La décompression consiste à retirer une ou des parois osseuses (une à trois parois) ainsi que de la graisse orbitaire, afin d’agrandir la cavité osseuse et permettre ainsi un recul du globe oculaire. Il n’existe pas de consensus international sur la technique à adopter cependant les deux principales techniques utilisées sont la décompression par voie latérale et par voie inféro-médiale.
La voie inféro-médiale consiste en une résection du plancher médial et de la lame papyracée. C’est une technique simple et rapide, qui ne nécessite pas d’équipement spécifique, avec une bonne réduction de l’exophtalmie. En revanche, elle ne convient pas à tous les patients car elle nécessite une anatomie adaptée, notamment au niveau des sinus, et on dénote historiquement 20 à 50% de diplopie de novo. Cependant, la préservation du pont osseux (strut-sparing) ramène ce taux à 5-10% dans les séries modernes.
La voie latérale consiste en une résection sphénoïdale associée à une ablation transitoire + repose du cadre orbitaire latéral. Cette technique à l’avantage d’offrir une bonne réduction de l’exophtalmie et un faible pourcentage de diplopie de novo (~3%). Néanmoins, elle nécessite du matériel spécifique (fraise diamantée, ostéotome…) et il s’agit d’une technique exigeante et chronophage, avec un risque d’atteinte de l’étage moyen de la face.
Le critère de jugement principal était la réduction de l’exophtalmie à 3 mois et 1 an. Les critères de jugement secondaires étaient la diplopie et les complications péri-opératoires.
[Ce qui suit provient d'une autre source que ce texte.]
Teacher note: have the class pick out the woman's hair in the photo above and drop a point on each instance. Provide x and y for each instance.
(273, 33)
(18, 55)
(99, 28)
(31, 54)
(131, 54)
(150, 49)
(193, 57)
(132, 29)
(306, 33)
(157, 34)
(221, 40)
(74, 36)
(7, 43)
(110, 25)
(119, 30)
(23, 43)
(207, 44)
Les résultats montrent une meilleure réduction de l’exophtalmie par voie latérale à 3 mois (-4mm versus -3.1mm), avec une différence qui se lisse à 1 an.
Ceci pourrait s’expliquer par la redistribution du tissu adipeux résiduel dans l’espace sinusien jusqu’à 1 an par voie inféro-médiale. On note par ailleurs dans cette étude que les patients ayant bénéficié d’une décompression par voie inféro-médiale étaient plus volontiers en phase inflammatoire. Il peut donc y avoir un mécanisme de diminution de l’inflammation, qui peut continuer à perdurer jusqu’à 1 an.
Concernant la diplopie, on note 0% de diplopie de novo dans la voie latérale versus 5.9% (soit 1 cas) dans la voie inféro-médiale.
Il n’y a pas de différence significative entre les deux techniques sur les complications péri-opératoires.
En résumé, la paroi latérale offre une meilleure réduction de l’exophtalmie tout en diminuant les risques de diplopie de novo, avec un taux de complications similaire à la voie inféro-médiale, mais avec une difficulté opératoire plus importante.
Cela dit, il reste toutefois préférable d’adapter la chirurgie au cas par cas, en prenant en compte l’anatomie du patient, et les capacités logistiques et chirurgicales de l’opérateur. Finalement, la vraie question n’est peut-être pas de choisir entre ces deux techniques, mais de savoir laquelle proposer, à quel patient et à quel moment.